## ViTの実装

## 1. import the necessary libraries

In [1]:
#### 1. import the necessary libraries
import torch
import torch.nn as nn
from vit import ViT
import matplotlib.pyplot as plt
from train import train
from torchsummary import summary

## 2. Train the model

### 2.1. Check the device

In [2]:
if torch.backends.mps.is_available():
    device = torch.device('mps')
else:
    device = torch.device('cpu')

### 2.2. Load the dataset

In [3]:
from dataloader import get_dataloader
train_dataloader, val_dataloader, test_dataloader = get_dataloader()
# Check the image size and batch size from the first batch of each dataloader
for name, dataloader in zip(['Train', 'Eval', 'Test'], [train_dataloader, val_dataloader, test_dataloader]):
    images, labels = next(iter(dataloader))
    ## image.shape = (batch_size, channel, img_size, img_size)
    print(f"{name} Dataloader - Batch size: {images.shape[0]}, Image size: {images.shape[2]}x{images.shape[3]}")
print("Classes:",train_dataloader.dataset.classes)

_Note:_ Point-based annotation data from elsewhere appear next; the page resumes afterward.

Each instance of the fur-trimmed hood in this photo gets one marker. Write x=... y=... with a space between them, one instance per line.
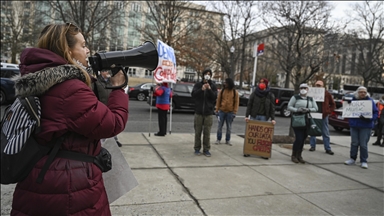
x=39 y=82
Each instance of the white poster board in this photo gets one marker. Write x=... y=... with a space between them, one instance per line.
x=357 y=108
x=166 y=69
x=120 y=179
x=318 y=93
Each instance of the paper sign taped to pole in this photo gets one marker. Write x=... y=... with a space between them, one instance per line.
x=357 y=108
x=258 y=138
x=318 y=93
x=166 y=69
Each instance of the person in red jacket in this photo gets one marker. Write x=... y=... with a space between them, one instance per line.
x=57 y=72
x=163 y=96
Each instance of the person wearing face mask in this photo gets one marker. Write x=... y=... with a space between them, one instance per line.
x=261 y=104
x=103 y=93
x=360 y=129
x=300 y=104
x=326 y=108
x=204 y=93
x=57 y=72
x=227 y=105
x=380 y=127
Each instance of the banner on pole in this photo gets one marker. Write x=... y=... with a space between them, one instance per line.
x=258 y=138
x=166 y=69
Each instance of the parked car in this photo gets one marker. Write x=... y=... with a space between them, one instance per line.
x=282 y=97
x=7 y=91
x=181 y=99
x=140 y=91
x=336 y=119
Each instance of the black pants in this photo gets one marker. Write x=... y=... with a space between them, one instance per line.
x=162 y=119
x=379 y=132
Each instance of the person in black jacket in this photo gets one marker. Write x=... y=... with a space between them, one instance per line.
x=204 y=93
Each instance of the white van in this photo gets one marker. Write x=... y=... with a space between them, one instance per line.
x=8 y=65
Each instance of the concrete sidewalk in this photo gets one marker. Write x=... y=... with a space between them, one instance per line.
x=173 y=181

Files already downloaded and verified
Files already downloaded and verified
Train Dataloader - Batch size: 32, Image size: 32x32
Eval Dataloader - Batch size: 32, Image size: 32x32
Test Dataloader - Batch size: 32, Image size: 32x32
Classes: ['airplane', 'automobile', 'bird', 'cat', 'deer', 'dog', 'frog', 'horse', 'ship', 'truck']


### 2.3. Define the model

In [4]:
batch_size = images.shape[0]
channel = images.shape[1]
img_size = images.shape[2]
num_classes = len(train_dataloader.dataset.classes) ## Using CIFAR10

model = ViT(in_channels = channel,
            image_size = img_size,
            num_classes = num_classes)
summary(model, input_size=(channel, img_size, img_size))
x = torch.randn(batch_size, channel, img_size, img_size)
print("Input shape is ",x.shape)
pred = model(x)
print("Output shape is ",pred.shape)

ViT is implemented
----------------------------------------------------------------
        Layer (type)               Output Shape         Param #
            Conv2d-1            [-1, 384, 2, 2]         295,296
           Dropout-2               [-1, 5, 384]               0
   ViT_input_Layer-3               [-1, 5, 384]               0
         LayerNorm-4               [-1, 5, 384]             768
            Linear-5               [-1, 5, 384]         147,456
            Linear-6               [-1, 5, 384]         147,456
            Linear-7               [-1, 5, 384]         147,456
            Linear-8               [-1, 5, 384]         147,840
Self_Attention_Layer-9               [-1, 5, 384]               0
        LayerNorm-10               [-1, 5, 384]             768
           Linear-11              [-1, 5, 1536]         591,360
             GELU-12              [-1, 5, 1536]               0
          Dropout-13              [-1, 5, 1536]               0
           Linear-

### 2.4. Define the optimizer and the loss function

In [5]:
optimizer = torch.optim.Adam(model.parameters(), lr=0.001)
criterion = nn.CrossEntropyLoss()

### 2.5. Train the model

In [None]:
num_epochs = 200
train(model, train_dataloader, val_dataloader, test_dataloader, num_epochs, optimizer, criterion, device)